None of this shit sounds finance relevant to me: Human Ecology undergrad degree programs

If we dive into the closest possible related major, Policy something, here's the curriculum: PAM curriculum Looks pretty light on #'s to me, social science statistics is the closest you're getting.

  • Introduction to Policy Analysis

  • Intro to Microecon

  • Intermediate Microecon

  • Population and Public Policy

  • Intro to Stats

Here's a relevant major area at the same school: Applied Economics and Management

  • Business Management

  • Financial Accounting

  • Finance

  • Marketing

  • Strategy

  • Business Law

  • Managerial Accounting

  • Plus the Econ stuff from above.

I don't know, man, I'm sure you can make a good enough story and how to make IB recruiting work with the policy major. You'll just be working much harder to reach the same goal. In IB recruiting you do not want to stand out, you want to fit in. What % of graduates the Applied Econ / Mgmt major above go into finance vs. the % from the Policy major?

Be excellent to each other, and party on, dudes.
 

The curriculum is pretty similar to that of a regular liberal arts Economics major or even a Government major. Don't investment banks look for Ivy League liberal arts students as well as business/finance majors? Obviously AEM at Cornell is your best bet, but external transfers are not allowed to then internally transfer to AEM, so I might as well stick with PAM.

 

That makes a lot of sense. IBs generally take a "best athlete" approach so will start with the finance majors with the best academic profile, then other majors with an excellent academic profile could edge out Tier 2 academic finance majors depending on story / fit / etc.
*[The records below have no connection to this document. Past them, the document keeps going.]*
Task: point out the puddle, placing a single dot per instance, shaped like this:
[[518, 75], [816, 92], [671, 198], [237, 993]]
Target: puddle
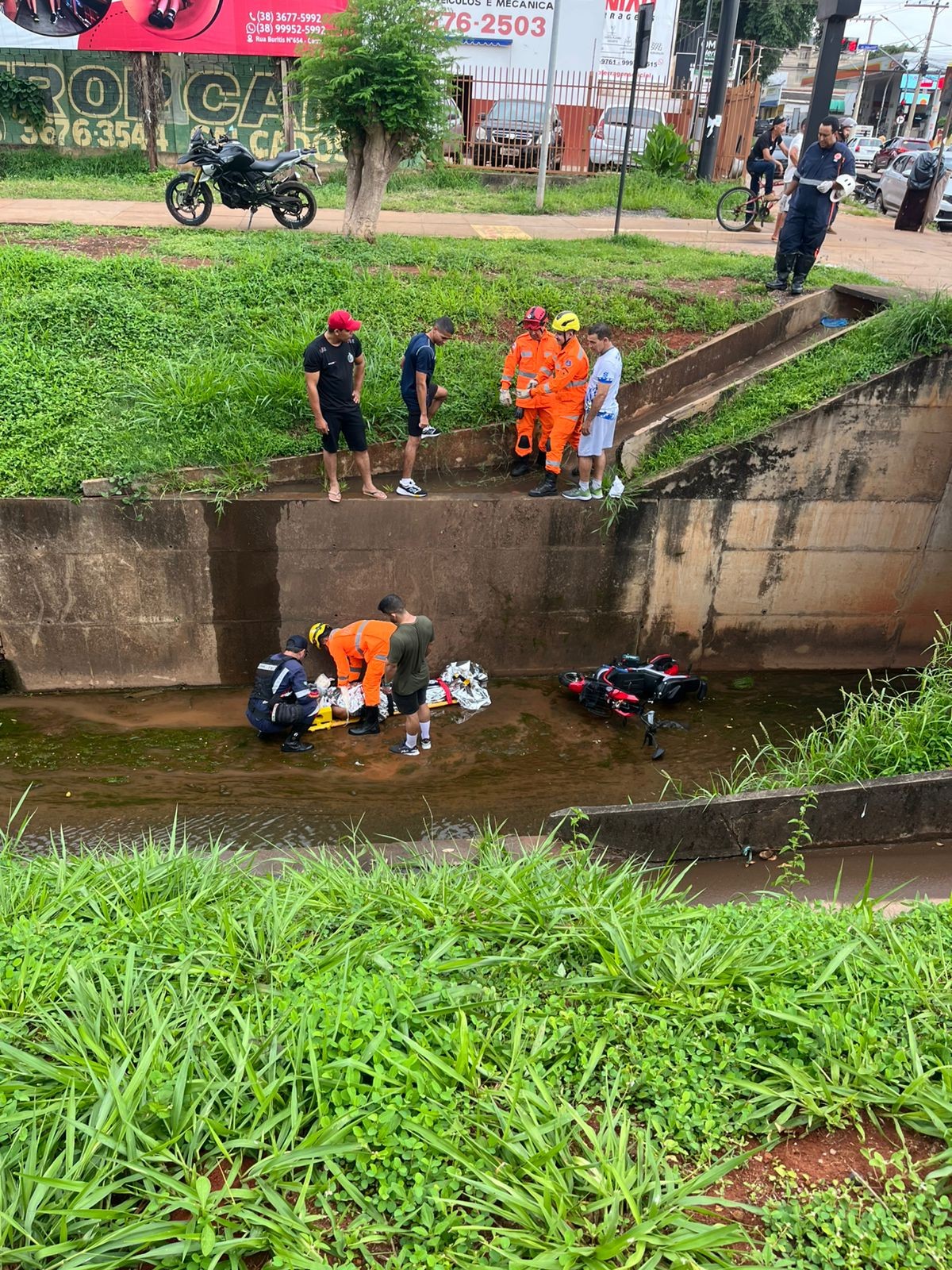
[[114, 764]]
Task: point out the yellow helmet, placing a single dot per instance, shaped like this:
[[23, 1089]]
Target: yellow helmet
[[566, 321]]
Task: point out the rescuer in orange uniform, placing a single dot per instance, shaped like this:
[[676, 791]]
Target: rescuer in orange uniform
[[531, 351], [361, 647], [562, 391]]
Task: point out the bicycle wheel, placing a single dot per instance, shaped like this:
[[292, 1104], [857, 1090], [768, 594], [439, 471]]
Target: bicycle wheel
[[736, 209]]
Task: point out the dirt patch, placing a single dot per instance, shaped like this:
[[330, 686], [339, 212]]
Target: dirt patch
[[816, 1160]]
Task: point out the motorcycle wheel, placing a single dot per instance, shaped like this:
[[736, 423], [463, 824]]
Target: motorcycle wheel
[[188, 206], [302, 206]]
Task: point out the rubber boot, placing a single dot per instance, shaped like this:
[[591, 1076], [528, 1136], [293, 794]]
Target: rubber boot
[[547, 489], [368, 723]]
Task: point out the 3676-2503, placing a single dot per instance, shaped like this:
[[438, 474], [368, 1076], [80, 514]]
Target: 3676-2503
[[493, 25]]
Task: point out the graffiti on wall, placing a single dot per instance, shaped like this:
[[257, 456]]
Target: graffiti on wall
[[92, 103]]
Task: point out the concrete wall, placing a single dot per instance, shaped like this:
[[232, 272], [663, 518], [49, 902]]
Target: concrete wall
[[860, 814], [825, 543]]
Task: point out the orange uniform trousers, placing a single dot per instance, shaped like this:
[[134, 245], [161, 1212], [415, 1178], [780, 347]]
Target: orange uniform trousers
[[362, 648]]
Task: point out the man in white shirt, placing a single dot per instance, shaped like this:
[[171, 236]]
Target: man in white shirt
[[784, 205], [600, 417]]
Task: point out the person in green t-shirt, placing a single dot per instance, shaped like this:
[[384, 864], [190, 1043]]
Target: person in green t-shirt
[[406, 672]]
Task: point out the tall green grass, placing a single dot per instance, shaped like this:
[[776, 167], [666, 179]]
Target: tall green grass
[[530, 1064], [139, 364], [888, 729], [901, 332]]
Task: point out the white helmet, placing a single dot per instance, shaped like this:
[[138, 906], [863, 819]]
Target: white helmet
[[844, 187]]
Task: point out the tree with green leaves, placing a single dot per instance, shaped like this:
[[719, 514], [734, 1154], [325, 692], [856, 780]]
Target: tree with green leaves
[[774, 25], [378, 76]]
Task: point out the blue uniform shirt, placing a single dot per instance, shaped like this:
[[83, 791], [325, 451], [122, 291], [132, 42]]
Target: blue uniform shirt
[[420, 356], [819, 164]]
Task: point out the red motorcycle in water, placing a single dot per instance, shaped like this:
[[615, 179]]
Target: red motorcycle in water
[[628, 689]]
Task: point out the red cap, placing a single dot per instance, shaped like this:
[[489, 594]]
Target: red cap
[[342, 321]]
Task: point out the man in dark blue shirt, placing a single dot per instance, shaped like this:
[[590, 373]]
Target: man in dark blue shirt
[[282, 698], [819, 173], [422, 397]]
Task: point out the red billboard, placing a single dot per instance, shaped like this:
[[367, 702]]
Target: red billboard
[[165, 25]]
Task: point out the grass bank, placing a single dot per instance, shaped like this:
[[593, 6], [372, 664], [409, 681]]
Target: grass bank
[[41, 173], [132, 353], [501, 1064], [899, 333], [886, 729]]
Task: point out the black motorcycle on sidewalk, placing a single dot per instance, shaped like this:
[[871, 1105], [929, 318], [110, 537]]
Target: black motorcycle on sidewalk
[[243, 182]]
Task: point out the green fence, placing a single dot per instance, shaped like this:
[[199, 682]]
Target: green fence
[[92, 105]]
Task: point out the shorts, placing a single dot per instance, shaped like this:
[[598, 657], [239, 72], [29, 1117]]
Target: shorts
[[413, 410], [351, 425], [412, 702], [602, 437]]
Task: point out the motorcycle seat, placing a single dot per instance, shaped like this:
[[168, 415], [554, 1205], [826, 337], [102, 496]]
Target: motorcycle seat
[[273, 164]]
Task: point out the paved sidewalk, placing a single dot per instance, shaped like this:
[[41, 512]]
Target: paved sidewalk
[[922, 260]]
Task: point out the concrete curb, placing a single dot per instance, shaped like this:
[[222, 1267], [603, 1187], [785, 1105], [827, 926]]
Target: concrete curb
[[844, 816]]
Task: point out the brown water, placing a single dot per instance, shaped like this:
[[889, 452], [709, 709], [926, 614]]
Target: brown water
[[112, 765]]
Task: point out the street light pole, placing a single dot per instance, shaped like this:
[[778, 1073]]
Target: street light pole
[[547, 110]]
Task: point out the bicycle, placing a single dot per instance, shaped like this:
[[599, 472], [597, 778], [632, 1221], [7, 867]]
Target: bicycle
[[738, 207]]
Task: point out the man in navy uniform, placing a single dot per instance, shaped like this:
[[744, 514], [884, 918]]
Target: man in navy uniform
[[282, 700], [825, 168]]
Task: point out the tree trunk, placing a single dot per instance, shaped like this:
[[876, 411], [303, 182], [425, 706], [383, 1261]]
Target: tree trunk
[[378, 162]]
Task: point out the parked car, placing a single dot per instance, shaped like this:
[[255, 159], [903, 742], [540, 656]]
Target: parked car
[[865, 150], [511, 133], [895, 148], [607, 144], [892, 187]]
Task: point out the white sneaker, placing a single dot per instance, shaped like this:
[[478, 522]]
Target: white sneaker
[[410, 489]]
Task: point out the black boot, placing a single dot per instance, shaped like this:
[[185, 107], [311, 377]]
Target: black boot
[[547, 489], [368, 723]]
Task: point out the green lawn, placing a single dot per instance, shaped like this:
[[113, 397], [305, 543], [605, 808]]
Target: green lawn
[[48, 175], [497, 1064], [184, 348]]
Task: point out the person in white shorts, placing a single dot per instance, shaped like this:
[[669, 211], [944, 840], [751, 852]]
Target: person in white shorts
[[784, 205], [601, 414]]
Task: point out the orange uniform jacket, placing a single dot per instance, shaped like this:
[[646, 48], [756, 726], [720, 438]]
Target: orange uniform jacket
[[359, 645], [527, 357], [562, 387]]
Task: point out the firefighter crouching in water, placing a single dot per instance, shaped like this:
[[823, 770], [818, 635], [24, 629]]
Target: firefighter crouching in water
[[359, 649], [530, 352], [562, 391], [282, 702]]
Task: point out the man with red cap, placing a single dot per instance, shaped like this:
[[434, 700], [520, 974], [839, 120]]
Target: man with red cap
[[334, 370], [530, 352]]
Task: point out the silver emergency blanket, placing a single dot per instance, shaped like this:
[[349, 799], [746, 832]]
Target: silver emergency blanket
[[466, 683]]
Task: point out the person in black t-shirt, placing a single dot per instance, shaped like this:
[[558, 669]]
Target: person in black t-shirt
[[763, 159], [334, 370]]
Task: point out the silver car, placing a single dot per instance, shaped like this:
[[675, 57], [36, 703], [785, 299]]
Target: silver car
[[607, 144], [892, 188]]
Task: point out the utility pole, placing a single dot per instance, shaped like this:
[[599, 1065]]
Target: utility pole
[[547, 110], [717, 90], [833, 14], [923, 64]]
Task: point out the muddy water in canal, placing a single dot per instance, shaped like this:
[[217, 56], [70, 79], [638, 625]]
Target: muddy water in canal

Standard advice applies to join the finance / business clubs at school, take finance / accounting electives, network extensively, have interesting hobbies, and crush academics. You'll be more than fine.

Be excellent to each other, and party on, dudes.
 

I think what the PAM major offers is very interesting, and I know how to connect and highlight its relevancy to the street. Do you think that'll help me stand out more than just being another Econ/AEM/Hotel student?

 

School honestly doesn't matter that much at Cornell. There's plenty of interesting management/econ courses within HumEc and you can very easily take as many finance/accounting/business courses that you want in AEM/Hotel/CAS, etc.
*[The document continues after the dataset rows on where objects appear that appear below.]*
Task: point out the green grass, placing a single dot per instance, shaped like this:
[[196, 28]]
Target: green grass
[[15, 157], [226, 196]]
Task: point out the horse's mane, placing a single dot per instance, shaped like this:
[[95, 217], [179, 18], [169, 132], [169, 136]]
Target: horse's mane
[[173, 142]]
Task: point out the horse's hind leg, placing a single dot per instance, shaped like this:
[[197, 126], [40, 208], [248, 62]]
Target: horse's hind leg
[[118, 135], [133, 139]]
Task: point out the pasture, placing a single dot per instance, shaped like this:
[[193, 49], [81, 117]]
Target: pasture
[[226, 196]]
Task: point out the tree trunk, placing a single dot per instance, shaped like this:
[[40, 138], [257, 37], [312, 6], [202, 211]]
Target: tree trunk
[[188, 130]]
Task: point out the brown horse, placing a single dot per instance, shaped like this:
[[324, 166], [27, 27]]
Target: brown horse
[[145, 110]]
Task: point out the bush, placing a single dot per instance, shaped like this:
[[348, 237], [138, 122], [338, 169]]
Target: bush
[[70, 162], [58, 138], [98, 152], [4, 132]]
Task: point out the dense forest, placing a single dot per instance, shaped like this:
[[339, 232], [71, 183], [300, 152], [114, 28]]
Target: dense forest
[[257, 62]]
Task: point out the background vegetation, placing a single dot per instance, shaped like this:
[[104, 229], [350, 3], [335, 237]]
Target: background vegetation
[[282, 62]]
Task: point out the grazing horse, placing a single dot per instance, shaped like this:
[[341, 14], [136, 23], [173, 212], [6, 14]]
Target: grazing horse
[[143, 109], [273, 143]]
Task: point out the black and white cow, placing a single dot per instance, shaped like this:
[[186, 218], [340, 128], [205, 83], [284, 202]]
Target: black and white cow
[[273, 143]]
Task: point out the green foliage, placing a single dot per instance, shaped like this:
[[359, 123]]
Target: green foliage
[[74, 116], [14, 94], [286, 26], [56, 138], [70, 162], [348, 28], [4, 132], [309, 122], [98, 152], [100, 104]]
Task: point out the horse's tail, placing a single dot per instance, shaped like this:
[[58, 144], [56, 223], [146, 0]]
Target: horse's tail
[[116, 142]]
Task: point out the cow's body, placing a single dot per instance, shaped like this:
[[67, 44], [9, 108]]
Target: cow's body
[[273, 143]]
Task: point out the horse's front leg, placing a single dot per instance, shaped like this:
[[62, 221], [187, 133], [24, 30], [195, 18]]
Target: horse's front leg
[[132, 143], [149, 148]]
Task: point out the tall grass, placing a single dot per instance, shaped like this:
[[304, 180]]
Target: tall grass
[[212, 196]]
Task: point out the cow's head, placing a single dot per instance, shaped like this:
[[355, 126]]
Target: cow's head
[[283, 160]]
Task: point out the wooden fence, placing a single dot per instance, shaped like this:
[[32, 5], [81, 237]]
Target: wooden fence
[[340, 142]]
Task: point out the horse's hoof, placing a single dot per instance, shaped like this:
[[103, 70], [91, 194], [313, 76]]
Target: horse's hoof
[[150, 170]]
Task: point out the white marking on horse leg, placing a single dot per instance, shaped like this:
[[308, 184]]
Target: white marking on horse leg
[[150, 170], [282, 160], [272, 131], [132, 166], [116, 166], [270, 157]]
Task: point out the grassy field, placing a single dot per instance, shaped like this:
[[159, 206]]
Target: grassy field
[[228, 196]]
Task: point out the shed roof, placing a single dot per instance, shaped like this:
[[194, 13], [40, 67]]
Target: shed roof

This seems like an easy choice. $20K cheaper per year x 4 means you have $80K less in debt. Anecdotally from ~5 years on the street I've seen way more Cornell kids in IB in NYC than Northwestern (though NW has more in Chicago, a much much smaller market). At an EB on your list and we generally have 2-3 Cornell per class, don't have any NW this year

 

Sounds like you're drinking the Cornell Kool-Aid hard man. At Cornell the AEM/Dyson kids will 100% get looked at before you do. At the superday I went to I saw exclusively AEM/Dyson kids of those from Cornell (my school is a "peer" school to Cornell). Don't think I've met one doing regular econ or whatever that major you're talking about is when recruiting

If you want NYC, Cornell. If you want IB but also want a college experience, NU. NU campus is awesome and you're just outside of Chicago + you'll get all the Chicago superdays with the UChi/UMich kids

 

If you can make it work without hurting, then I'd say yes. You're only gonna be in undergrad once and you can easily get into an ivy for a postgraduate degree (assuming you do well at NU) if you want that ivy prestige for whatever reason.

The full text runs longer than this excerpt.